Belgian artist Delphine Boël’s claim that Albert II, the former King of Belgium, is her father will be settled by a DNA test, a court has ruled. Since 1999, the 50-year-old sculptor and painter has claimed that her mother, Baroness Sybille de Selys Longchamps, had an affair with the 84-year-old king.
But Albert II has remained silent on the subject. When he was king, he was immune from legal prosecution and could not be ordered to undergo a DNA test. When he abdicated in 2013 due to poor health, he allegedly offered to write a letter acknowledging Boël’s parentage, but insisted that it remained sealed until his death.
But Boël rejected the offer and is pushing forward in her quest to be legally recognized as the king’s daughter. “It was too vague and without any real guarantee for the future or resolution of the problems she faced in her life. It wouldn’t have solved anything,” Marc Uyttendaele, Boël’s lawyer, told local radio station RTBF, as translated by the London Times, adding that Boël had been emotionally scarred by the king’s public denial of her.
Last week, a Belgian court gave the former monarch three months to submit a DNA sample for testing.

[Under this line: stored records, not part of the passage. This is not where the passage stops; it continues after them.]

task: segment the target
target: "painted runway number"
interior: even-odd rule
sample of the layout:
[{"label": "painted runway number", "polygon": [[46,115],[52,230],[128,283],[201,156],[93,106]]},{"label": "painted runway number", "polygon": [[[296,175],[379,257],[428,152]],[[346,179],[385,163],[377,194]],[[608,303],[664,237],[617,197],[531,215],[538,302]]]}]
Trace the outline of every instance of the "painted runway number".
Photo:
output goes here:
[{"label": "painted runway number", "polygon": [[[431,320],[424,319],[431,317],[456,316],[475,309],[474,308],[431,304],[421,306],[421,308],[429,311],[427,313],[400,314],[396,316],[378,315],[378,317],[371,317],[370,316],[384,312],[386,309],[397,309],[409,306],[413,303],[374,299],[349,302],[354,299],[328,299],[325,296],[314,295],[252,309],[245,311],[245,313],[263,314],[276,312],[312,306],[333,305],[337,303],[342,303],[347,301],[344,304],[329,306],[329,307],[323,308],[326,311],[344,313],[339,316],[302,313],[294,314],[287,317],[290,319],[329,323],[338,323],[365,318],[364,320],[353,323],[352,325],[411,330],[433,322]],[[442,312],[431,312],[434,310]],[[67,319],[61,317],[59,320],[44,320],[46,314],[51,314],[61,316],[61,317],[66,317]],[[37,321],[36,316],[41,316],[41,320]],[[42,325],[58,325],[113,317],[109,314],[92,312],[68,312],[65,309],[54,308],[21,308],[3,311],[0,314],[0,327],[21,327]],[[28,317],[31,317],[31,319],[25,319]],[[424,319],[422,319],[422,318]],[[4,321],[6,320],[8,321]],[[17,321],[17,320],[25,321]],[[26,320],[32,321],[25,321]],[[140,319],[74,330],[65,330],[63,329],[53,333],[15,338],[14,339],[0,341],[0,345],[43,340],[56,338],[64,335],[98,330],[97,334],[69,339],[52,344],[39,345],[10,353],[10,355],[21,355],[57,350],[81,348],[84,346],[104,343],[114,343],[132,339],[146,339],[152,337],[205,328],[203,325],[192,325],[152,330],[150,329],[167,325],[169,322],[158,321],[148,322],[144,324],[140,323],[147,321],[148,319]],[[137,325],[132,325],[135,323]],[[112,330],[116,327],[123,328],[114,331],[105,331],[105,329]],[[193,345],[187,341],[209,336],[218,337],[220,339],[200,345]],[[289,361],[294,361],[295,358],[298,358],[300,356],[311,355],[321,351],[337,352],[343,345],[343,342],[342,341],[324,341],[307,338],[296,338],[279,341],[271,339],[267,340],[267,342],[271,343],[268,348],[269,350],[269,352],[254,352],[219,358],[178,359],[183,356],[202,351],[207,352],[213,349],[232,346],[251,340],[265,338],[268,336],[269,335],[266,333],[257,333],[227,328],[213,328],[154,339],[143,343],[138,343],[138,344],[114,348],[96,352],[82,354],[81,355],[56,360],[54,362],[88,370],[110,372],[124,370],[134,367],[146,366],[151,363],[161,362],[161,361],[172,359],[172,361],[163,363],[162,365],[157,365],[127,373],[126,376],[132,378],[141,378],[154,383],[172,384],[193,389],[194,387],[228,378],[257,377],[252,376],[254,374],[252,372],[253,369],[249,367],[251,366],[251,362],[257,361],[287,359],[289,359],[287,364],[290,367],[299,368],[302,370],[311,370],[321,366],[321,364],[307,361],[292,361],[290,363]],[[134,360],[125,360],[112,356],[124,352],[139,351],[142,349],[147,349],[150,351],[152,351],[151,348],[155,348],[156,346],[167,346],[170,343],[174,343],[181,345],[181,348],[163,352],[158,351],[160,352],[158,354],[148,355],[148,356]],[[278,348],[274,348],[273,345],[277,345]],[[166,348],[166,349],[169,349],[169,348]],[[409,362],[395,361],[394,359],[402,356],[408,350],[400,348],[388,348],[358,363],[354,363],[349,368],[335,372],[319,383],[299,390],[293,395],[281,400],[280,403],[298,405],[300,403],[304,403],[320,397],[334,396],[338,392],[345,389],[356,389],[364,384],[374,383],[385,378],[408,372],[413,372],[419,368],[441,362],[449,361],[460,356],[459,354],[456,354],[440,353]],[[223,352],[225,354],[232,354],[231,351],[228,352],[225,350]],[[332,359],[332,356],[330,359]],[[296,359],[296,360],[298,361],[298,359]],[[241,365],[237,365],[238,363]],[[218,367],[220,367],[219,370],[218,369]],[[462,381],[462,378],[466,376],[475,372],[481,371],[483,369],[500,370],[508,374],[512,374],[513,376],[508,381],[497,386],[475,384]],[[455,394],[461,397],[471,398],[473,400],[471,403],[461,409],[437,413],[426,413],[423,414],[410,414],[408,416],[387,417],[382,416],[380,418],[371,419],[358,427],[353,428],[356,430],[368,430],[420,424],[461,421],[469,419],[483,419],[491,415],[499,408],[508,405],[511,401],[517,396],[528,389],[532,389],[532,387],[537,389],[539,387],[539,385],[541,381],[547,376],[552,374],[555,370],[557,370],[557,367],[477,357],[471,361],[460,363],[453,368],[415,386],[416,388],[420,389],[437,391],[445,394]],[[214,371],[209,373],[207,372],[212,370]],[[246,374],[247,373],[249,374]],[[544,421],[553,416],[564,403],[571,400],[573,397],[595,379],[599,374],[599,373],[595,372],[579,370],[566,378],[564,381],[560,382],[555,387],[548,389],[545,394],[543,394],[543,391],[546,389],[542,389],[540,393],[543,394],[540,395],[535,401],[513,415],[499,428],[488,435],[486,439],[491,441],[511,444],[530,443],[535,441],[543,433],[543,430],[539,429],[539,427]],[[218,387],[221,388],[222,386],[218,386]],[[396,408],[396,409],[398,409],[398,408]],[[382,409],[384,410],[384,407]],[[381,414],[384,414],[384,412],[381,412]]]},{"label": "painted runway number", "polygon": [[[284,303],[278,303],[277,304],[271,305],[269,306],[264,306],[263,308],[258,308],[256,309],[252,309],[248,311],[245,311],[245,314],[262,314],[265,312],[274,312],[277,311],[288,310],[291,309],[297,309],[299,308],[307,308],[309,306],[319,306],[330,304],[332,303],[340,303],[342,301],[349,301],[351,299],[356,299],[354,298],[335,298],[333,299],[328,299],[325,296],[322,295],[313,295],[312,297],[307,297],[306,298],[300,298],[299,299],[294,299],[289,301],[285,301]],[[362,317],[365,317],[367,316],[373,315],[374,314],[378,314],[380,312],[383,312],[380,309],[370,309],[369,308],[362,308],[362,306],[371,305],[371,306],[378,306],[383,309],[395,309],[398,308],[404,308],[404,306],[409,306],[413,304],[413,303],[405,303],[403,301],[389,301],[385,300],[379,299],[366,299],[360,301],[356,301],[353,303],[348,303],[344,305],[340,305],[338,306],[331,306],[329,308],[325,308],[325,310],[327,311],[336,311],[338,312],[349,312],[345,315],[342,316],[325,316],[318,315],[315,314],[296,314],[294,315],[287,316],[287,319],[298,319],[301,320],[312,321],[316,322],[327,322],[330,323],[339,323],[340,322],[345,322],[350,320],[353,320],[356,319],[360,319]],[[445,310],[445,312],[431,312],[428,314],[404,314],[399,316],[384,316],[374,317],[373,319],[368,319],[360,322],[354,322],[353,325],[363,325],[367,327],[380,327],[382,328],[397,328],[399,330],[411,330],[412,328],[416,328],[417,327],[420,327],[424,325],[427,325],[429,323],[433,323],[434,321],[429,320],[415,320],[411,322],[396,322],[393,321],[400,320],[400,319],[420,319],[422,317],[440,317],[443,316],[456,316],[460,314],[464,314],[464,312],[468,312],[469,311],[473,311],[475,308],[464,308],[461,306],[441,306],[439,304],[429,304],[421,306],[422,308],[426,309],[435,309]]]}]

The existence of a possible royal love child was revealed in an unauthorized 1999 biography of the king’s wife, Queen Paola. That year, the king seemingly acknowledged the matter in his Christmas speech, making reference to a “crisis” in their marriage. The affair between Albert II and de Selys Longchamps is said to have lasted between 1966 and 1984.
A low-ranking member of the Belgian nobility in her own right, Boël had a solo exhibition “NEVER GIVE UP,” at the Museum of Ixelles, Brussels, in 2017.